Je me suis fait la remarque, à la suite de la relecture de ce bouquin, qu'un bon film ou un bon livre - bref, une production artistique marquante - nous trotte longtemps en tête suite à sa découverte (en général quelques heures, en l’occurrence ici, vous l'aurez compris, il s'agit d'un livre. )
J'ai lu Joyland l'année dernière, presque jour pour jour, et je pense que l'essence profonde du bouquin m'avait échappée. Je m'étais stupidement arrêtée au fait que bof, finalement, on n'y retrouvait pas l'univers glaçant, tour à tour fantastique ou horrifique du maître de l'horreur que l'on ne cite plus, le célébrissime Stephen King. J'avais donc été un peu déçue.
Quand je lis les critiques négatives à propos de Joyland, c'est cette idée-là qui ressort le plus souvent : généralement, le livre ne correspond pas aux attentes des lecteurs souvent impatients de retrouver le caractère terrifiant mais bien dosé des bouquins de King.
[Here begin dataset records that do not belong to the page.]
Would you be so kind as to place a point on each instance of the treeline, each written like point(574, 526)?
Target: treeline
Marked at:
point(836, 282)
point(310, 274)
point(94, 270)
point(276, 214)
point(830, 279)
D'autant plus que sur l'édition française (merci Albin Michel) on a droit à un pseudo résumé racoleur qui promet un retour aux sources pour les fans de l'écrivain américain (vous noterez la référence à peine dissimulée à Ca), je cite : LES CLOWNS VOUS ONT TOUJOURS FAIT UN PEU PEUR ? L’ATMOSPHÈRE DES FÊTES FORAINES VOUS ANGOISSE ? ALORS, UN PETIT CONSEIL : NE VOUS AVENTUREZ PAS SUR LA GRANDE ROUE UN SOIR D'ORAGE...
Ce semblant de critique ou de résumé est archi-faux et biaise totalement le lecteur sur ce qu'il s'apprête à découvrir : en réalité, il s'apprête à déguster une tranche de vie douce-amère avec un arrière goût subtil et délicieux qui n'a rien à voir avec ce qu'on pourrait penser immédiatement en lisant la quatrième de couverture - ni plus ni moins qu'un cliché des éléments qui caractérisent la narration de King.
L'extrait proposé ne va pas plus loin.